# Brahms Tragic Overture



## EvaBaron (Jan 3, 2022)

What do you think of this piece? I thinks it’s his best overture. I listen to jochum/LSO but if anyone has a cracker performance that is recommended than I would love to check that out


----------



## Monsalvat (11 mo ago)

Love it! It always reminds me of the Corolian Overture as well. Fantastic for when I want to listen to Brahms and don't have the time for a complete symphony. Barbirolli/Vienna Philharmonic comes to mind as a favorite performance.


----------



## mbhaub (Dec 2, 2016)

His best overture? Well, there are only two. Personally this is one of his orchestral works that I've never taken to. Too austere and serious. The Academic Festival is so much more exciting. I don't even like playing the Tragic. Doesn't matter who's playing or conducting...just not a favorite.


----------



## Xenophiliu (Jan 2, 2022)

I never really got on with the Tragic Overture either. It is Abbado's recording that usually sells me on it, though.


----------



## brahms4 (May 8, 2017)

Karel Ancerl with the Czech Philharmonic from the early 60s is my favorite version among many fine ones.Wonderful sonics to boot.


----------



## Brahmsian Colors (Sep 16, 2016)

My top choice is Fritz Reiner with the Chicago Symphony.


----------



## Enthusiast (Mar 5, 2016)

I love the piece but can't even imagine having a single favourite. Of the top of my head I can remember really liking Harnoncourt's account (it comes with the symphonies some of which I feel Harnoncourt doesn't get quite right), Abbado's, Sanderling's and others. I think I remember the Jochum as a good one, too.


----------



## Animal the Drummer (Nov 14, 2015)

Took me a while to get into the Tragic Overture originally. The recording by Alceo Galliera (such a fine Brahmsian) conducting the Philharmonia was what unlocked it for me.


----------



## EvaBaron (Jan 3, 2022)

Thanks, I will be giving a listen to those recordings


----------



## hammeredklavier (Feb 18, 2018)

EvaBaron said:


> What do you think of this piece? I thinks it’s his best overture.
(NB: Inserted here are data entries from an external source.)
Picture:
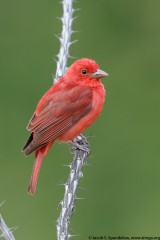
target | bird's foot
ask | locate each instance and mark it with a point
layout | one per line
(81, 143)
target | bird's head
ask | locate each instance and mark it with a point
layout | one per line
(85, 71)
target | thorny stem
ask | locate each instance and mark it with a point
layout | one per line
(64, 38)
(80, 144)
(6, 232)
(79, 160)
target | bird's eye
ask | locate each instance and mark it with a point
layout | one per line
(84, 71)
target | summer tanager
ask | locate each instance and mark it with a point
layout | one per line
(65, 111)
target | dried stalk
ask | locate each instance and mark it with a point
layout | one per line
(80, 144)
I think it's his most Tragic work.


----------



## Heck148 (Oct 27, 2016)

EvaBaron said:


> What do you think of this piece? I thinks it’s his best overture.


I love Tragic Overture, Academic Festival, too...for TrGic, 2 favorites:
Toscanini/NBC - lots of drive intensity 
Reiner,/CSO - again lots of drive and beautiful contrasts between martial, dotted rhythm figures, and long lyrical chorale passages...some beautiful legato cantabile playing from CSO brass...


----------



## Highwayman (Jul 16, 2018)

I love it but that`s not telling too much because I love almost all Brahms. My traditional champion is Barbirolli but I think I might take Chailly as my top pick today. I have mixed feelings about his take on the symphonies but when it comes to overtures he gets it just right imo. I like my overtures fast and Chailly is fast but not really an overkill like Reiner or Maazel (Berlin).


----------



## Floeddie (8 mo ago)

mbhaub said:


> The Academic Festival is so much more exciting. I don't even like playing the Tragic.


I”ll drink to that 🥃


----------



## hammeredklavier (Feb 18, 2018)

mbhaub said:


> Too austere and serious. The Academic Festival is so much more exciting.


Too Academically Festive.


----------



## Roger Knox (Jul 19, 2017)

I believe it is an expression of the anguish that the composer experienced but kept under control in his music usually. At least that's what came across in a video of Bernstein conducting it, the Tragic Overture, no doubt maximizing the emotional effect. Another example of Brahms at his most anguished is, I think, in the last part of the finale in the great Piano Quintet -- really wild at times.


----------